Mit Leben erfüllt wurde diese heimelige Atmosphäre durch die passende Garnitur an Charakteren, die sich bald rund um den vererbten Alpenhut und sein mystisches Geheimnis drängten. Allen voran brillierte Darstellerin Lydia Braun als Erbmosers dominantes Eheweib, das keine Chance ungenutzt lässt, mit g’scherten Sprüchen an Geld, Hut und Macht zu gelangen. Auch Mac Tanzer, der den unterbemittelten Karnickelzüchter Haserer verkörperte, avancierte durch sein aberwitziges Genuschel und die übertrieben debile Art sogleich zum Liebling des Publikums.

Julian Poppe bot insbesondere mit seiner Körpersprache ein unerschöpfliches Repertoire an Gemütszuständen – nicht selten ganz im Stile eines Oliver Hardy. Doch letztendlich war die Schauspielkunst sämtlicher Mitwirkender auf sehr hoher Ebene angesiedelt, wobei es im Bühnengeschehen durchaus richtig zur Sache gehen konnte: Heiße Kartoffeln werden als Rache- instrumente missbraucht, die Münder böser Zungen mit toten Feldhasen zugestopft.

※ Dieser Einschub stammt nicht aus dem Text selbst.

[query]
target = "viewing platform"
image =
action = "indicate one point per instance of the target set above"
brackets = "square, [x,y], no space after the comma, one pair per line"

Trotz alledem: Gründe zum Feiern gibt es für die verschrobenen Figuren dennoch genug – wie zum Beispiel den Todestag der Schwiegermutter. Noch spannender wäre der bayerische Alpenklamauk allerdings gewesen, wenn das Programmheft nicht schon die überraschende Auflösung der Geschichte vorweggenommen hätte. Wie diese sich letztendlich dargestellt hatte? Nur so viel sei gesagt: Die große Erbschaft können sich die drei g’ruachaten Aasgeier am Ende buchstäblich an den Hut stecken.